L’épithéliite pigmentaire rétinienne (maladie de Krill)
Cette affection se caractérise par une vision centrale déformée chez les jeunes adultes, généralement après une infection virale. L’examen révèle de très petites taches sombres au niveau de la rétine externe, entourées d’un halo de couleur jaune ou orange. Pendant la phase aiguë, du liquide peut s’accumuler sous la rétine neurosensorielle. Au bout de quelques semaines, ce liquide disparaît et des cicatrices permanentes de l’EPR sont laissées.

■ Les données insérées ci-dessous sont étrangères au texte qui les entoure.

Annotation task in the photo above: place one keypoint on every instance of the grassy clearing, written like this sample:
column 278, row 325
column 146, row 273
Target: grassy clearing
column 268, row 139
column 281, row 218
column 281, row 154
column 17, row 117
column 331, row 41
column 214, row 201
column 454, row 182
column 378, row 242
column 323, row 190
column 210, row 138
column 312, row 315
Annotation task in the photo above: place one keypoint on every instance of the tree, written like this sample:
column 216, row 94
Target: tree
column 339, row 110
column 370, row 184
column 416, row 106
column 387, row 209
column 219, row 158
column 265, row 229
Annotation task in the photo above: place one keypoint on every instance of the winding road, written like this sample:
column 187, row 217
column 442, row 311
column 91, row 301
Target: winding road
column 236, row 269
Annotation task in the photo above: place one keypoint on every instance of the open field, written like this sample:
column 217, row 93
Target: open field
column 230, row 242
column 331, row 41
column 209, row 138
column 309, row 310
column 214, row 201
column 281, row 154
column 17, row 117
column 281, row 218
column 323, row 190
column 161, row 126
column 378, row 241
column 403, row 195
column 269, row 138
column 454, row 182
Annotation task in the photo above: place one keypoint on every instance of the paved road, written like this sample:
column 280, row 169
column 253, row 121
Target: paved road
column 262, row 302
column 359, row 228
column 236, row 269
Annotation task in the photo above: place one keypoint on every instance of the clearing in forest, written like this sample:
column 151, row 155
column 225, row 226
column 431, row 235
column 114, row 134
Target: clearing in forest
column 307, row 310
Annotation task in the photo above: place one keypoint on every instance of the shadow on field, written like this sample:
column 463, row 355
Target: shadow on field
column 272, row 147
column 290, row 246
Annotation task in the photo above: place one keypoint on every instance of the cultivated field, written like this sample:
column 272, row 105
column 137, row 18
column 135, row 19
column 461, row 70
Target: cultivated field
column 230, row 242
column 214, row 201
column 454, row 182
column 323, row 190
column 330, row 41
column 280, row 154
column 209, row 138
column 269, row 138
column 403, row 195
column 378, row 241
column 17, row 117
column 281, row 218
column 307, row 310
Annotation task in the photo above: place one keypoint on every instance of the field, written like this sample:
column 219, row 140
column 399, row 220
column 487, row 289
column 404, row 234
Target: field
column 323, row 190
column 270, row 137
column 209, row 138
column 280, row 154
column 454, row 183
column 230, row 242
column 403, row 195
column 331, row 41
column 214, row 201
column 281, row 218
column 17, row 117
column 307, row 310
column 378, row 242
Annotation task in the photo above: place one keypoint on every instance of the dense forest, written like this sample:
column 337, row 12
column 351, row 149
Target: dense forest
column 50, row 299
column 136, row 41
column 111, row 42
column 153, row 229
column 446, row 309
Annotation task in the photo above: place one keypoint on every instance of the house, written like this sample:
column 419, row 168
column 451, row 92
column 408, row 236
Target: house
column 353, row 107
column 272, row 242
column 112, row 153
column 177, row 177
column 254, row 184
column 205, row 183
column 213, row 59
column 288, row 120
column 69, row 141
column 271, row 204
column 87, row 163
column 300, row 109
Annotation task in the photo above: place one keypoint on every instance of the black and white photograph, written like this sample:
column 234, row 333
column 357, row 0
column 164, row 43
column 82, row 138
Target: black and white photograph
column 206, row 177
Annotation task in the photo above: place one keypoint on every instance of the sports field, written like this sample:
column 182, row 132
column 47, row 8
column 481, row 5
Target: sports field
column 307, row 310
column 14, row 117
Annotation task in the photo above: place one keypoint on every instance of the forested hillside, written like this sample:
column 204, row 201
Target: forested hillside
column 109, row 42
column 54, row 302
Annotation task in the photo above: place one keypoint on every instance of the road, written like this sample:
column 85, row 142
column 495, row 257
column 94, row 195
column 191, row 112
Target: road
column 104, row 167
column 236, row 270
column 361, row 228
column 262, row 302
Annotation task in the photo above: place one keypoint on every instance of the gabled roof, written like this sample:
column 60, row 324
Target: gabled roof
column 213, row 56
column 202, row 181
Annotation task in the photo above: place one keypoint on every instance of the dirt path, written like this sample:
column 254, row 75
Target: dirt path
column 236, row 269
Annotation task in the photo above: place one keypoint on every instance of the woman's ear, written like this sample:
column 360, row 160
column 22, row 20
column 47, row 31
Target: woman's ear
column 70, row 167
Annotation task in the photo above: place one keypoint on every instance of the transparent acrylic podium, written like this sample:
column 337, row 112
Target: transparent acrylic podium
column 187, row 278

Maculopathie idiopathique aiguë unilatérale
Cette affection rare et unilatérale survient après une maladie de type grippal, similaire à plusieurs des autres affections, et consiste en une élévation centrale de la rétine avec perturbation de l’EPR, le scanner OCT révélant un épaississement de la rétine externe similaire à celui observé dans la maladie de Best, bien que la maladie de Best soit bien sûr bilatérale. Un autre facteur de différenciation est la présence de cellules vitréennes occasionnelles dans la maculopathie idiopathique aiguë unilatérale, alors que, là encore, elles seront absentes dans la maladie de Best. La majorité des cas se résolvent rapidement, bien que certains soient laissés avec une lésion en œil de bœuf.
Conclusion
Les syndromes du point blanc peuvent être un champ de mines terrifiant d’acronymes pour le registraire ophtalmique des conditions apparemment sans fin, mais une fois que l’ordre peut être établi, le visage entier est beaucoup moins terrifiant. Se rappeler que, dans ce fouillis, les termes birdshot, serpigineux et APMPEE sont distincts et que ceux qui restent peuvent être regroupés dans une grande boîte, bien que de façon désordonnée, est un très bon début. Diviser, c’est conquérir. Il est intéressant de se demander comment une étiologie similaire pourrait se cacher derrière les syndromes du point blanc. S’agit-il vraiment d’une maladie des Blancs ou d’un énorme biais de déclaration ? Ce domaine est l’une des dernières réserves du « Far West » de l’ophtalmologie et c’est ce qui rend les syndromes du point blanc à la fois terrifiants et passionnants. Quelques routes ont été tracées et diverses caractéristiques géographiques adaptées à un certain degré de navigation ont été trouvées, et bien que de nombreux explorateurs les aient assez bien documentées, une expédition moderne de Lewis et Clarke qui relie tout cela n’a pas encore eu lieu.